Analysis

Nasdaq Shares Are Overextended: Why $68 Is the Fair Value Reality Check

By stockpickr AI | March 5, 2026 | 10 min read

Investment Summary

Nasdaq, Inc. is a well-positioned financial technology provider that appears modestly overvalued based on a conservative DCF valuation model.

Investment Recommendation

Hold

Fair Value: $68.20

Current Price: $75.80

Upside/Downside: -10.03%

Our DCF analysis suggests an intrinsic value of approximately $68 per share, indicating the stock is currently trading at a premium.

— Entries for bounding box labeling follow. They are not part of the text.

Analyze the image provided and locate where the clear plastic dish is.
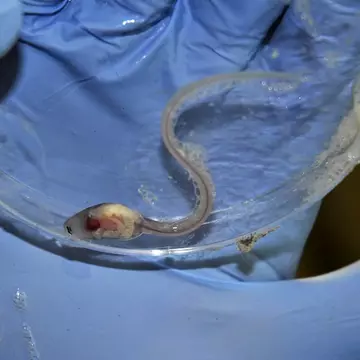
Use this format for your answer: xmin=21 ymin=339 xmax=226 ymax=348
xmin=0 ymin=73 xmax=360 ymax=257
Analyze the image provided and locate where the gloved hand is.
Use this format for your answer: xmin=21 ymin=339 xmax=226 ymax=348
xmin=0 ymin=0 xmax=360 ymax=360
xmin=0 ymin=0 xmax=21 ymax=57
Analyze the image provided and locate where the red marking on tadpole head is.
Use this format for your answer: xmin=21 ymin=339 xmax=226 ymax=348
xmin=85 ymin=217 xmax=101 ymax=231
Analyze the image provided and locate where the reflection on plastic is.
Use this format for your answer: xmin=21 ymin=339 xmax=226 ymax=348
xmin=0 ymin=73 xmax=360 ymax=256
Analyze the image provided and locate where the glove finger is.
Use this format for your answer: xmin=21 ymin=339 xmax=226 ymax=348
xmin=252 ymin=0 xmax=360 ymax=85
xmin=174 ymin=0 xmax=285 ymax=79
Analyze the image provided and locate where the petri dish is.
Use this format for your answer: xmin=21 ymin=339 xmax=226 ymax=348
xmin=0 ymin=72 xmax=360 ymax=257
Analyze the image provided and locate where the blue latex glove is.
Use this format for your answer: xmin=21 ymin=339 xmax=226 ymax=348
xmin=0 ymin=0 xmax=360 ymax=360
xmin=0 ymin=0 xmax=21 ymax=57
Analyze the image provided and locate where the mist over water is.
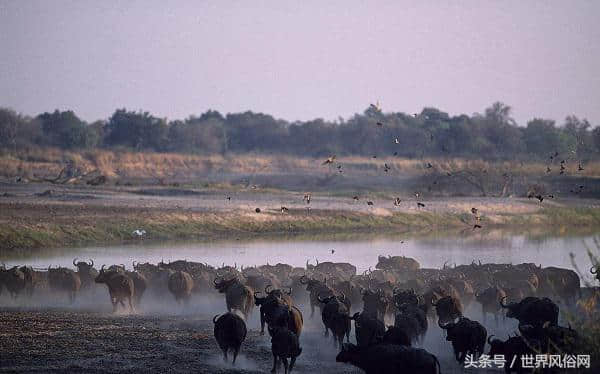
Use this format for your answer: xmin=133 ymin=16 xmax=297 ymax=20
xmin=0 ymin=235 xmax=593 ymax=281
xmin=0 ymin=234 xmax=592 ymax=373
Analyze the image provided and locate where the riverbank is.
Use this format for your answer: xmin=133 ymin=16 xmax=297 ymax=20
xmin=0 ymin=184 xmax=600 ymax=253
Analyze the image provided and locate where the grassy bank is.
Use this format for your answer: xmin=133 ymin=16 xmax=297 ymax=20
xmin=0 ymin=207 xmax=600 ymax=253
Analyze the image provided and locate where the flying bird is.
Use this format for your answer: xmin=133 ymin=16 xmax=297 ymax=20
xmin=303 ymin=193 xmax=311 ymax=204
xmin=132 ymin=229 xmax=146 ymax=238
xmin=321 ymin=155 xmax=335 ymax=165
xmin=369 ymin=100 xmax=381 ymax=112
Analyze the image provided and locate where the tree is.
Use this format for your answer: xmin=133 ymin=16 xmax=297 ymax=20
xmin=523 ymin=118 xmax=565 ymax=159
xmin=106 ymin=109 xmax=168 ymax=151
xmin=37 ymin=110 xmax=97 ymax=149
xmin=0 ymin=108 xmax=23 ymax=153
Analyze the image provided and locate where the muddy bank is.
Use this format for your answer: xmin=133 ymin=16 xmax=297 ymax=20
xmin=0 ymin=184 xmax=600 ymax=251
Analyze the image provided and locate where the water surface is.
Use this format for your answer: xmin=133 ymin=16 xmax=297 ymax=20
xmin=2 ymin=234 xmax=598 ymax=281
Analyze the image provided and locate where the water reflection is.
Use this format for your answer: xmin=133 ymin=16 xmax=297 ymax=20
xmin=3 ymin=233 xmax=594 ymax=281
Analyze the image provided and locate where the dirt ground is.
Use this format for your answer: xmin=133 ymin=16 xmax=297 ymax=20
xmin=0 ymin=300 xmax=502 ymax=374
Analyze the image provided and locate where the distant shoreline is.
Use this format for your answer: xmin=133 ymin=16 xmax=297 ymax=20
xmin=0 ymin=184 xmax=600 ymax=254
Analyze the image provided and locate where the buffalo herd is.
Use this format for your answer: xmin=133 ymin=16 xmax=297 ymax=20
xmin=0 ymin=256 xmax=600 ymax=374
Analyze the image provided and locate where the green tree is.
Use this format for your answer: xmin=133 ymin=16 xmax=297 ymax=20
xmin=37 ymin=110 xmax=97 ymax=149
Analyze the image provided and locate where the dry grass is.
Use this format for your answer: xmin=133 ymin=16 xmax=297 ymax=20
xmin=0 ymin=148 xmax=600 ymax=182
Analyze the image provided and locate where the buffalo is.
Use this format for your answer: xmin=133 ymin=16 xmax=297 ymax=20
xmin=431 ymin=296 xmax=463 ymax=323
xmin=73 ymin=258 xmax=98 ymax=289
xmin=394 ymin=304 xmax=428 ymax=342
xmin=500 ymin=297 xmax=559 ymax=326
xmin=168 ymin=270 xmax=194 ymax=304
xmin=213 ymin=278 xmax=254 ymax=319
xmin=375 ymin=256 xmax=420 ymax=272
xmin=519 ymin=322 xmax=582 ymax=354
xmin=269 ymin=327 xmax=302 ymax=374
xmin=48 ymin=268 xmax=81 ymax=304
xmin=95 ymin=265 xmax=135 ymax=313
xmin=0 ymin=266 xmax=27 ymax=298
xmin=487 ymin=335 xmax=539 ymax=373
xmin=319 ymin=295 xmax=352 ymax=346
xmin=382 ymin=326 xmax=412 ymax=347
xmin=475 ymin=286 xmax=506 ymax=326
xmin=300 ymin=275 xmax=334 ymax=318
xmin=335 ymin=343 xmax=440 ymax=374
xmin=213 ymin=312 xmax=248 ymax=364
xmin=439 ymin=317 xmax=487 ymax=362
xmin=349 ymin=312 xmax=386 ymax=346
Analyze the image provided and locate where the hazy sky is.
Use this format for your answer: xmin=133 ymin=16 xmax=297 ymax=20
xmin=0 ymin=0 xmax=600 ymax=125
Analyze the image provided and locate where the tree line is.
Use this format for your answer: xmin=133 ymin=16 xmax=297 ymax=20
xmin=0 ymin=102 xmax=600 ymax=161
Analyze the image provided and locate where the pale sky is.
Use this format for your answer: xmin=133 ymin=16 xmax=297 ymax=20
xmin=0 ymin=0 xmax=600 ymax=125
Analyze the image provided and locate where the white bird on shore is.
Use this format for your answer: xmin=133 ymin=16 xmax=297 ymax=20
xmin=132 ymin=229 xmax=146 ymax=238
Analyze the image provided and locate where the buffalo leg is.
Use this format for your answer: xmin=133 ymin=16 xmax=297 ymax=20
xmin=129 ymin=297 xmax=135 ymax=313
xmin=271 ymin=353 xmax=279 ymax=373
xmin=281 ymin=357 xmax=288 ymax=374
xmin=231 ymin=347 xmax=240 ymax=365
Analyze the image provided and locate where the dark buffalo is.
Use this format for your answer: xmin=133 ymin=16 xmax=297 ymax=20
xmin=375 ymin=256 xmax=421 ymax=272
xmin=269 ymin=327 xmax=302 ymax=374
xmin=487 ymin=335 xmax=540 ymax=373
xmin=48 ymin=268 xmax=81 ymax=304
xmin=300 ymin=275 xmax=334 ymax=318
xmin=475 ymin=286 xmax=506 ymax=326
xmin=213 ymin=278 xmax=254 ymax=319
xmin=0 ymin=266 xmax=27 ymax=298
xmin=350 ymin=312 xmax=386 ymax=346
xmin=439 ymin=317 xmax=487 ymax=362
xmin=319 ymin=296 xmax=352 ymax=346
xmin=333 ymin=280 xmax=362 ymax=310
xmin=383 ymin=326 xmax=412 ymax=347
xmin=254 ymin=285 xmax=292 ymax=335
xmin=431 ymin=296 xmax=463 ymax=323
xmin=394 ymin=304 xmax=428 ymax=342
xmin=335 ymin=343 xmax=440 ymax=374
xmin=519 ymin=322 xmax=583 ymax=354
xmin=73 ymin=258 xmax=98 ymax=290
xmin=168 ymin=270 xmax=194 ymax=304
xmin=500 ymin=297 xmax=559 ymax=326
xmin=590 ymin=266 xmax=600 ymax=282
xmin=213 ymin=312 xmax=247 ymax=364
xmin=538 ymin=267 xmax=581 ymax=303
xmin=306 ymin=260 xmax=356 ymax=280
xmin=363 ymin=289 xmax=389 ymax=321
xmin=125 ymin=271 xmax=148 ymax=305
xmin=95 ymin=265 xmax=135 ymax=313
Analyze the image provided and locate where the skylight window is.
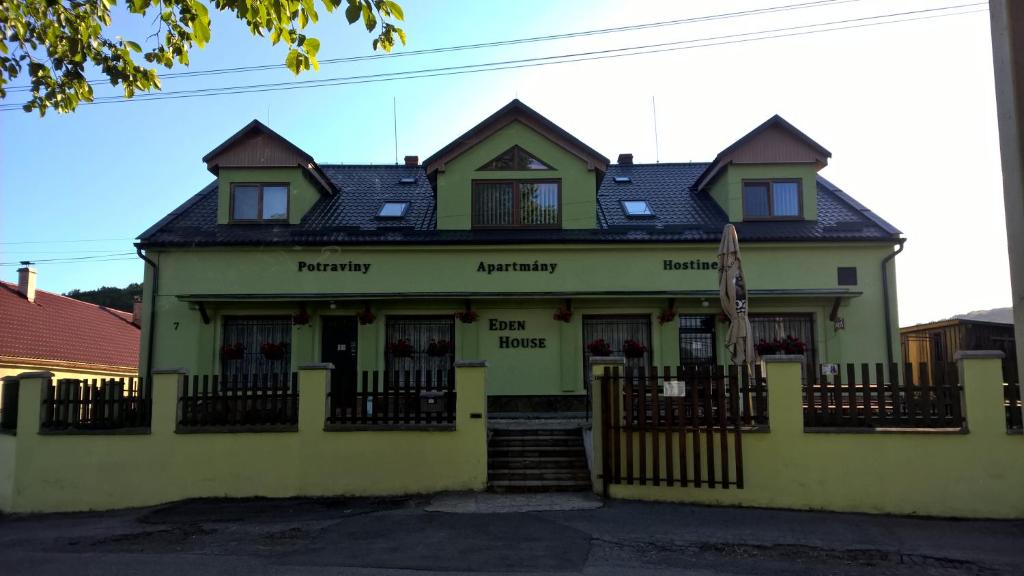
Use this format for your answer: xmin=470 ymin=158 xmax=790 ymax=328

Investors should wait for a pullback before initiating or adding to positions, as current pricing assumes aggressive long-term margin expansion.

Key Metrics

  • Market Cap: $43.5B
  • P/E Ratio: 32.5x
  • Forward P/E: 23.4x
  • Revenue Growth (YoY): 22%
  • Net Margin: 12.5%
  • ROE: 14.2%
  • Debt/Equity: 1.25
  • Dividend Yield: 1.8%

Strengths

  • Transformation into a software/SaaS company with recurring revenue accounting for over 75% of total revenue.
  • The 2023 acquisition of Adenza significantly boosts the software portfolio with high-margin regulatory and risk management solutions.
  • Dominant market position in core exchange services, maintaining high barriers to entry.
  • Strong free cash flow generation allowing for consistent dividend growth and de-leveraging post-acquisition.

Risk Factors

  • High debt burden following the $10.5 billion Adenza acquisition, increasing interest expense sensitivity.
  • Exposure to cyclical trading volumes in the equities and derivatives markets.
  • Intense competition from decentralized finance and other multi-national exchange operators.